3. Flink Operators

Flink, like Spark, is a unified processing framework that supports both batch processing (DataSet) and stream processing (DataStream). This guide divides Flink operators into two main categories: DataSet Operators (for batch processing) and DataStream Operators (for stream processing).

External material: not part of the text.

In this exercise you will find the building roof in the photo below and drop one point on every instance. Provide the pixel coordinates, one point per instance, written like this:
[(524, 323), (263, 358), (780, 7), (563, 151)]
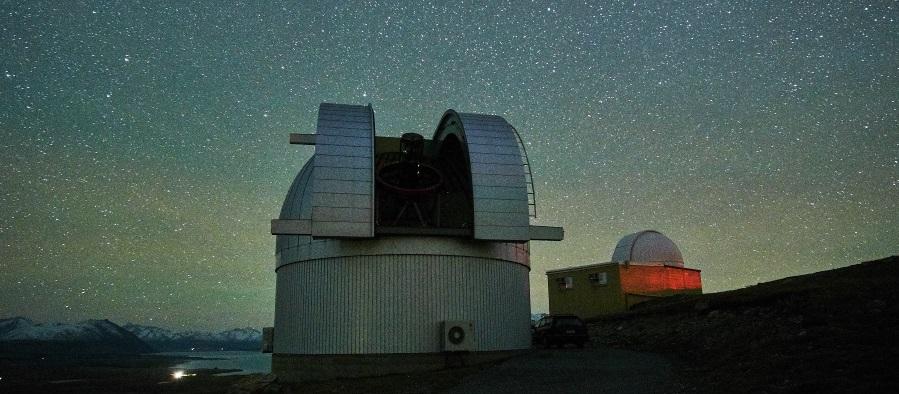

DataSet Operators (Batch Processing)

1. Source Operators

1.1 fromCollection

Reads data from a local collection.

val env = ExecutionEnvironment.getExecutionEnvironment
val textDataSet: DataSet[String] = env.fromCollection(
  List("1,张三", "2,李四", "3,王五", "4,赵六")
)
readTextFile

Reads data from a file.

val textDataSet: DataSet[String] = env.readTextFile("/data/a.txt")
Recursive File Enumeration

Reads all files in a directory, including subdirectories.

val parameters = new Configuration
parameters.setBoolean("recursive.file.enumeration", true)
val file = env.readTextFile("/data").withParameters(parameters)
Reading Compressed Files

Flink can automatically recognize and decompress certain file types (e.g., .gz, .bz2).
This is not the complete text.